Three days later she founded the World Religion Book Club, a virtual community now boasting more than 13,000 members, where she conducts live readings of the Quran. Israel’s response to the Hamas attack on October 7 is where her journey toward the religion “all started,” she told her followers on November 2. 

By November 10, she first appeared on TikTok in a hijab, and the number of her followers had doubled. (It currently stands at 865,000.) The next day, Rice took her shahada, the Islamic ceremonial profession of faith, officially converting to Islam. 

Rice is among a new swath of TikTok users—typically non-Arab, left-leaning Western women—who consider themselves “reverts” to Islam, based on the belief that all people are born on a natural path to Islam and therefore revert, rather than convert, to the religion.

There are currently scores of TikTok hashtags that include the word revert, including #WhiteRevert (1.6 million views), #BlackRevert (174K views), #JewishRevert (131K views), and #JapaneseRevert (278K).

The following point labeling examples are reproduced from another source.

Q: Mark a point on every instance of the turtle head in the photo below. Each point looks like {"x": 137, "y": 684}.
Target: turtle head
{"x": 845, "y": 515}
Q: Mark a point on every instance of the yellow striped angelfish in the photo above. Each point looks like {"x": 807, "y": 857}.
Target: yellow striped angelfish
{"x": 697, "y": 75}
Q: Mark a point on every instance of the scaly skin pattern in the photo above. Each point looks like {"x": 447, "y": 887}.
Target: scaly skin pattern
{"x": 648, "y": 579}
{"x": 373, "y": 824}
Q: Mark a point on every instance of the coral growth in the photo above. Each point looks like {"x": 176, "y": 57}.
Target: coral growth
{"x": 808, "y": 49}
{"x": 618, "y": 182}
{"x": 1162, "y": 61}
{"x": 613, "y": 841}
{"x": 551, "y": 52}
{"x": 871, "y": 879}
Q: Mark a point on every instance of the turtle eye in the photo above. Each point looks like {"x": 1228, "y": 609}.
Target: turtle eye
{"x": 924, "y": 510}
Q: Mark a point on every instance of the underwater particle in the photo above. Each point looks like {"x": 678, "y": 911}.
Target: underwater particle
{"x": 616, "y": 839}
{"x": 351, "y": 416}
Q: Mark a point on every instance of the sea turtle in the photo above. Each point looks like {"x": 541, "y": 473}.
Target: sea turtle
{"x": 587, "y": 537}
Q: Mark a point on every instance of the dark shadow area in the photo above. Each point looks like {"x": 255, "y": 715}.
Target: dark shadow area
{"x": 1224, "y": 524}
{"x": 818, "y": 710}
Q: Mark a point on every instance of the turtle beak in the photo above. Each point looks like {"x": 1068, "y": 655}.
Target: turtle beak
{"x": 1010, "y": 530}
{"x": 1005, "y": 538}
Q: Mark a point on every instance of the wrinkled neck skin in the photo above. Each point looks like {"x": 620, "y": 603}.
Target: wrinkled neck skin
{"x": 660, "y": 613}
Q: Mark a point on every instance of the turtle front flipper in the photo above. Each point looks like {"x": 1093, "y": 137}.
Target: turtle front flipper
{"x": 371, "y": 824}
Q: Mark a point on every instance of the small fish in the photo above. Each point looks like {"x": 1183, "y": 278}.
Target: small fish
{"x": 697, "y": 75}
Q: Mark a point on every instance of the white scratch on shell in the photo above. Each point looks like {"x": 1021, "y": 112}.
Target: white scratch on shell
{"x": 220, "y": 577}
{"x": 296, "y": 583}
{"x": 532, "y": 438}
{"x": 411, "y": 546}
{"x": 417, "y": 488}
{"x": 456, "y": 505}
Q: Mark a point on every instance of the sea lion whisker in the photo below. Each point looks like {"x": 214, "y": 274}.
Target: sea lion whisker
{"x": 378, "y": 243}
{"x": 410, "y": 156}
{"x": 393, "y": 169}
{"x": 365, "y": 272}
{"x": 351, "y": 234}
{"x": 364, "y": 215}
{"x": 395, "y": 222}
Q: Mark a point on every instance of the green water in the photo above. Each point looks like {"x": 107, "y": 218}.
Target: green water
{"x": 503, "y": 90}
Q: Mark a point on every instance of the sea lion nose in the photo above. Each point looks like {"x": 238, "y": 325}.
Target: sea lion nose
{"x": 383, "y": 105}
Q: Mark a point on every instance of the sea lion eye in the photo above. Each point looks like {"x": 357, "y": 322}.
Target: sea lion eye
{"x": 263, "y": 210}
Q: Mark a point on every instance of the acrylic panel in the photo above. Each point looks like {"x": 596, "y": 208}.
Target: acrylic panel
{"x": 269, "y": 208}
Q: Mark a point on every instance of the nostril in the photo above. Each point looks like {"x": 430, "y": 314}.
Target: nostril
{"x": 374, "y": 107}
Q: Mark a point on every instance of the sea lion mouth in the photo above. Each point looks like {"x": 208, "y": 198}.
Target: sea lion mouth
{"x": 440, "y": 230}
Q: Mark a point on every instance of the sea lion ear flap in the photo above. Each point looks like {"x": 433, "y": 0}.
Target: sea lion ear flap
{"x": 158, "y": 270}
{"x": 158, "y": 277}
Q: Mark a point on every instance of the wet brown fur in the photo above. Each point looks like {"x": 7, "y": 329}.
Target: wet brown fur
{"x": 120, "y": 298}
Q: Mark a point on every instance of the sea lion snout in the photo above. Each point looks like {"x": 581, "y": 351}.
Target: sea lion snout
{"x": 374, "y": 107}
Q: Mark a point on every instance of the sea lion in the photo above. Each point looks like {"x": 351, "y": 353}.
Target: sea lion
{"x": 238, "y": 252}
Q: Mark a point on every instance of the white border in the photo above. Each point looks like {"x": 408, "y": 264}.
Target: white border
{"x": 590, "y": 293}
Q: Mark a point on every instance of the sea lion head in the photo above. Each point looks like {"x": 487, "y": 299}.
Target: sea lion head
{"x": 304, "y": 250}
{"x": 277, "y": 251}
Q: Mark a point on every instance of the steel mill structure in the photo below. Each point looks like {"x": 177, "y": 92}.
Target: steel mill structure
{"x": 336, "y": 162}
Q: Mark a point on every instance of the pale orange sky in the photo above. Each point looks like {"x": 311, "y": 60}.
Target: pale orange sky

Biggest of all is the simple hashtag #revert, with 2.9 billion views, followed by #RevertMuslim (1.4 billion), and #MuslimRevert (525 million). At the same time, Osama bin Laden’s Letter to America, in which the terrorist justifies Al Qaeda’s hatred of the West and its attack on the Twin Towers, went viral this week on TikTok as young Americans declared admiration for his ideas.